GIVEN that most UK businesses carefully avoid the political fray, JP Morgan chief Jamie Dimon’s sally into the US debate on gay marriage may have been surprising. When the Supreme Court struck down a law denying benefits to married gay couples, Dimon said “this is good for our company and our clients, but more importantly it’s the right thing to do”.
Political posturing by business leaders doesn’t sound all that relevant for entrepreneurs. Yes, Sir Richard Branson is known for his politics, but the common belief is that expressing opinions risks alienating a customer base. There is an argument, however, that being political may serve you well.

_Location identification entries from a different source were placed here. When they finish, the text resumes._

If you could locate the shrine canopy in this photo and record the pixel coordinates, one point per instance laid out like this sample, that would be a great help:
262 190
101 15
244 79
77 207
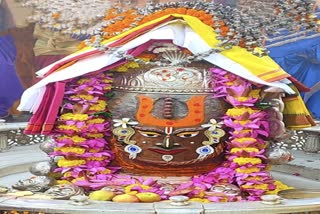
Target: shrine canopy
183 30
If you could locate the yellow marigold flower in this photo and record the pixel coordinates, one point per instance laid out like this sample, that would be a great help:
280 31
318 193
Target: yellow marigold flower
279 187
96 121
67 174
95 135
234 112
256 186
244 139
257 178
66 127
83 80
242 122
248 170
255 93
100 106
244 161
125 67
242 99
230 83
84 96
249 149
106 171
96 159
78 179
70 163
76 117
94 150
107 80
78 139
200 200
62 182
127 189
107 88
76 150
75 138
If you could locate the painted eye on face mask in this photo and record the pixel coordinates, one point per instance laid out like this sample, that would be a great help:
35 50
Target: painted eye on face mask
187 134
149 134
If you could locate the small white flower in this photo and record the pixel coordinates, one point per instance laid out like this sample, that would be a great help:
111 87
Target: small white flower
124 122
212 125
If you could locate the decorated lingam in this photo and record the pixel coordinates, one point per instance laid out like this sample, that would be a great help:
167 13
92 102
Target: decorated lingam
172 100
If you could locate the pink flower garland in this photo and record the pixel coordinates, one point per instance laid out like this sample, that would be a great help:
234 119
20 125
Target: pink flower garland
81 129
80 137
248 130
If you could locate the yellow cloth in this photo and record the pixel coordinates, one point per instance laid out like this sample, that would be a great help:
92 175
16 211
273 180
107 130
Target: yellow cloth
295 113
263 67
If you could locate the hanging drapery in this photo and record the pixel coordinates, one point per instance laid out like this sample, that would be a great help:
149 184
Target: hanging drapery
10 85
302 60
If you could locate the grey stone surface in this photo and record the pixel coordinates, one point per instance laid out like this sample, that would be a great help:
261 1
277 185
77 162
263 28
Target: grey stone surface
19 159
166 208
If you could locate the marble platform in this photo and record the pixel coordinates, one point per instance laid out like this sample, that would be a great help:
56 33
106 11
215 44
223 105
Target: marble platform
15 162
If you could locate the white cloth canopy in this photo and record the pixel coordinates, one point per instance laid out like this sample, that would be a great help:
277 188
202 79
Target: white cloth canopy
178 31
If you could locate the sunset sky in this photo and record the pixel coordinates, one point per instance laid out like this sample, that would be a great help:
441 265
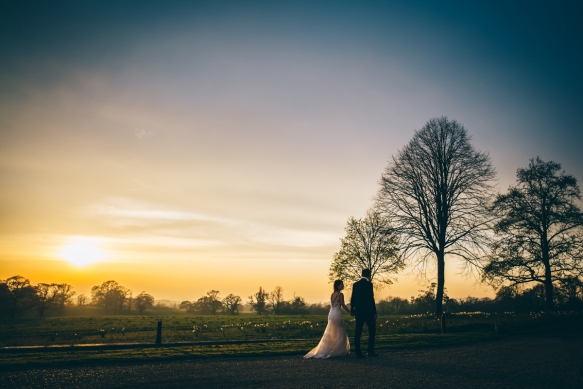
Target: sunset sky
188 146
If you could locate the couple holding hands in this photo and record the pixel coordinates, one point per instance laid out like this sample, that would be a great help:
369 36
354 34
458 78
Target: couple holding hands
334 342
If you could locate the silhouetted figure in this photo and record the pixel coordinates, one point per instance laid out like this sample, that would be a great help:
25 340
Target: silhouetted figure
363 307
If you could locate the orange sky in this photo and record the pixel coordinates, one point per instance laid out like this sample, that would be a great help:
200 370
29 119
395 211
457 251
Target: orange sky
224 147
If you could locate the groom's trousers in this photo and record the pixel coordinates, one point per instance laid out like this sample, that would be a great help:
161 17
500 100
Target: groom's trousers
371 324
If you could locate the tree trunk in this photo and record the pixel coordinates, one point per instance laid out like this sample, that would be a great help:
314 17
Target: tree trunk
548 276
549 292
440 283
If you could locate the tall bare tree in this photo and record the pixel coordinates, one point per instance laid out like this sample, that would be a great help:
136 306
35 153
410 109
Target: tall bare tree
539 234
369 243
436 192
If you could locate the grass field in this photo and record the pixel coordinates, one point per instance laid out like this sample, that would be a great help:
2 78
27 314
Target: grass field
392 332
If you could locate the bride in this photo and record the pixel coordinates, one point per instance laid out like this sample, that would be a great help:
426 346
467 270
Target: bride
334 342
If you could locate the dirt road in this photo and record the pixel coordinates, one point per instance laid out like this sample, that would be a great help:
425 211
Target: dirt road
526 362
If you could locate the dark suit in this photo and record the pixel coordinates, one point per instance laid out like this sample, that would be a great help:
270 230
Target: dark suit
363 307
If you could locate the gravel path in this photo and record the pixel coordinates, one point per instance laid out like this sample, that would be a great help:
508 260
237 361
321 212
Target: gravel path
528 362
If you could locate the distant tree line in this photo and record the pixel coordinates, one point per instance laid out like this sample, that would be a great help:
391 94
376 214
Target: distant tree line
18 297
261 303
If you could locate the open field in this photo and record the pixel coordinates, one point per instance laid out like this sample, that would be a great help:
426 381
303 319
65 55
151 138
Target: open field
394 332
533 361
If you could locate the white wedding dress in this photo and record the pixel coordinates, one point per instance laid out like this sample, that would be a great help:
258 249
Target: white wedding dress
334 342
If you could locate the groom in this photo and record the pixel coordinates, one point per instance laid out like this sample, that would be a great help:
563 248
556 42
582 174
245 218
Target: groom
362 306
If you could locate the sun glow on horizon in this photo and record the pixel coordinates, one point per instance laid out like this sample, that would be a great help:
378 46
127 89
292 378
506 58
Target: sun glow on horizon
81 253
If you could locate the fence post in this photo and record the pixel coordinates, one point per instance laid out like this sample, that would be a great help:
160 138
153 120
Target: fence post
159 332
443 323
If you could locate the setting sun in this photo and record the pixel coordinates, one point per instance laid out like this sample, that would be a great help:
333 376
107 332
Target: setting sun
81 254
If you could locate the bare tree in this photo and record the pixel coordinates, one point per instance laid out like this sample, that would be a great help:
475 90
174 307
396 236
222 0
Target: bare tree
18 296
231 304
370 243
276 299
143 301
436 192
539 235
110 295
213 301
52 296
258 301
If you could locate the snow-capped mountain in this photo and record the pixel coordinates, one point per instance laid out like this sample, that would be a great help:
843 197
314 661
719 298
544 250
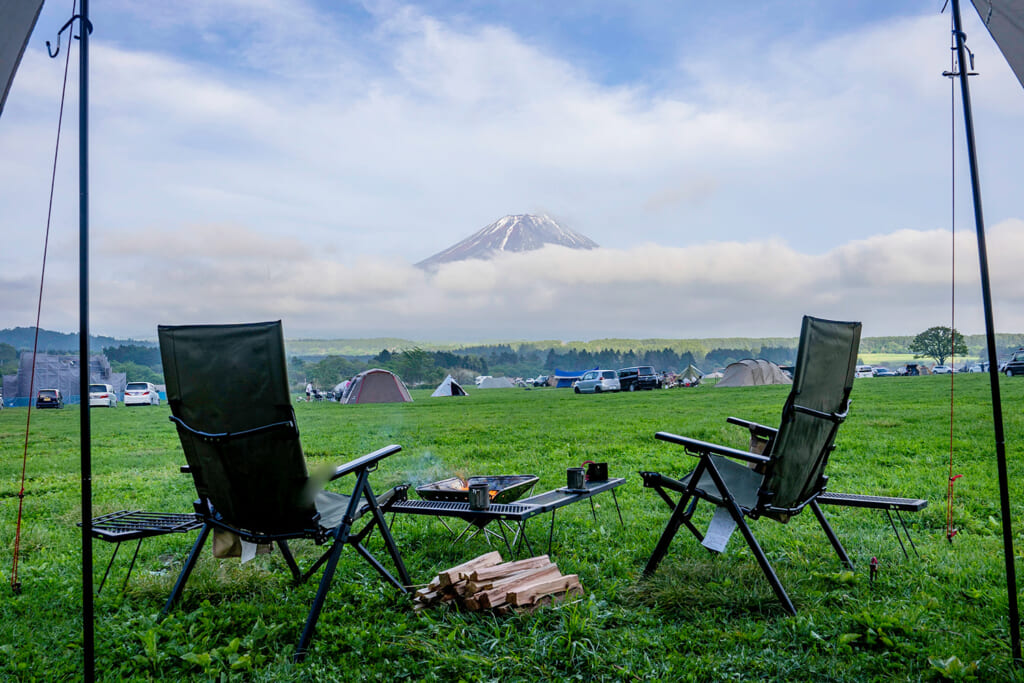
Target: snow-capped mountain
515 233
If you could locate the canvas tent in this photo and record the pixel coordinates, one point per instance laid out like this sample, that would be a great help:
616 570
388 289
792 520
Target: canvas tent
449 388
753 373
497 383
564 379
691 373
376 386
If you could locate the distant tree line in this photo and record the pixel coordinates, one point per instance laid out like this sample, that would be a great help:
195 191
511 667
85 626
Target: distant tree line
416 367
138 363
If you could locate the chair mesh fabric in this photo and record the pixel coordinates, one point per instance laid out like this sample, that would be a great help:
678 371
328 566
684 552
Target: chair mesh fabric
229 378
823 377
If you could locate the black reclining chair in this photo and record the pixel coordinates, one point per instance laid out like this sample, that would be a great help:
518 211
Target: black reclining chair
227 389
790 474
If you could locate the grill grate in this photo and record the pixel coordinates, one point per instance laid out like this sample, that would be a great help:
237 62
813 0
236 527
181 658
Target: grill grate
129 524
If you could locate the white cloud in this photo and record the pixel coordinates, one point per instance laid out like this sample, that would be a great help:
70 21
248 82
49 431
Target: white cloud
895 284
284 166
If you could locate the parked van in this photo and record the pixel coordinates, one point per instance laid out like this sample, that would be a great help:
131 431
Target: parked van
49 398
141 393
102 394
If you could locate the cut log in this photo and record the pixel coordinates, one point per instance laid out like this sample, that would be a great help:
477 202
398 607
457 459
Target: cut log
506 568
499 594
525 594
487 584
450 577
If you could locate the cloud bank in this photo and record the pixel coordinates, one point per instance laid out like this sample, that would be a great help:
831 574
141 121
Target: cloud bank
292 163
895 284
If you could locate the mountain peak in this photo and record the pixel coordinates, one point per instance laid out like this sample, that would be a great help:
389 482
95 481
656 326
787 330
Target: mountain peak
511 233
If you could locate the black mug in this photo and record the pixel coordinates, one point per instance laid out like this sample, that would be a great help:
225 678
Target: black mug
574 478
479 494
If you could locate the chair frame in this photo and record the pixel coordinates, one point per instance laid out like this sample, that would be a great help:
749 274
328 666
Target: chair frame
299 522
691 493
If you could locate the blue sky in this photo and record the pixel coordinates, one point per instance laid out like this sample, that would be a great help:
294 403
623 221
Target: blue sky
264 160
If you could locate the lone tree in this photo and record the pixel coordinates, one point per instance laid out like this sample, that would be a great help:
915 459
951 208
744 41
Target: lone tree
935 343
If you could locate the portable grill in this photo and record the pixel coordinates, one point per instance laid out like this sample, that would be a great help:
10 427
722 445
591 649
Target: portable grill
504 488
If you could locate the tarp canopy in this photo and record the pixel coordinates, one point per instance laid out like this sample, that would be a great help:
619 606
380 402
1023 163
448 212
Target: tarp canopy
1005 19
377 386
752 372
449 388
17 17
497 383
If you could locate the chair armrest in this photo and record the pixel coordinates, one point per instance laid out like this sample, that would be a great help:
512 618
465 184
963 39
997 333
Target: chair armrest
763 431
368 461
696 446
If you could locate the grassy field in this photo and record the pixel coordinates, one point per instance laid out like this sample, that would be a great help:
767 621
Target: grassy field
942 616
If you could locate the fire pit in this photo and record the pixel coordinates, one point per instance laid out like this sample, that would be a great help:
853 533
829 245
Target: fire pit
504 488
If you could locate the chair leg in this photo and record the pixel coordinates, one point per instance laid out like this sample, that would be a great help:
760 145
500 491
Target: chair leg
286 552
752 543
179 586
392 547
678 517
816 509
317 606
766 566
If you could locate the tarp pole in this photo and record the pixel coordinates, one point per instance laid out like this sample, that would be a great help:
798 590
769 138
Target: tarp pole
85 428
993 370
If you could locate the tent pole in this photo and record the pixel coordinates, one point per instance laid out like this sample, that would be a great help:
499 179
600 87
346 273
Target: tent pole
993 370
85 428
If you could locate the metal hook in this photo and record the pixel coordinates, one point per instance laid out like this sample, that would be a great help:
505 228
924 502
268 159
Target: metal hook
88 27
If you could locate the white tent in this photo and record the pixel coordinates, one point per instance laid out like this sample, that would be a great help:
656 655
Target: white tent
497 383
449 388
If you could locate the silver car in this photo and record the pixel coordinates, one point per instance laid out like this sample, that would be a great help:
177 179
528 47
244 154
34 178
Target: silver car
596 381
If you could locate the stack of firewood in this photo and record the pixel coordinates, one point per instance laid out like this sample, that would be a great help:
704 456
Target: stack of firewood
489 583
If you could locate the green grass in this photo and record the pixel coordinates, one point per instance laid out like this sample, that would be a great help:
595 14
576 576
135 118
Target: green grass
701 617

A lot of the analysis has been done in the US. According to research during its last election, Barack Obama supporters came out as Google lovers, while Mitt Romney fans preferred Walmart and McDonalds. Openly identifying with a cause popular among your audience can be a useful means of reinforcing what you stand for and who you are seeking to attract. Alternatively, your firm’s brand could fit closely with existing political demographics, even if you don’t agree with them. Democrat devotees of Whole Foods, the posh food store, probably like its organic lifestyle posturing rather more than its managers. After all, its libertarian founder John Mackay recently likened Obama’s healthcare reforms to fascism.
Although the political divide in Britain is arguably more fluid, Andrew Mulholland of brand agency The Gild suggests that “faith in the underpinnings of society has been rocked. Politicians seem largely powerless to provide answers, so step forward businesses.” Like Ben and Jerry’s (which campaigns on green issues), companies can be values-led, with models aimed at winning custom and advancing a cause. And it doesn’t need to be touchy-feely – Google as much promotes an ideal about the creative power of the individual as it claims to never do evil.
Not all companies should, or need, to do this. But it works for some. And since research in the Sloan Management Review last year showed that, even internet retailers (with a nearly unlimited ability to find customers) must target certain demographics to succeed in their early days, perhaps Britain’s typically bland businesses should become a little more outspoken.
Tom Welsh is business features editor at City A.M.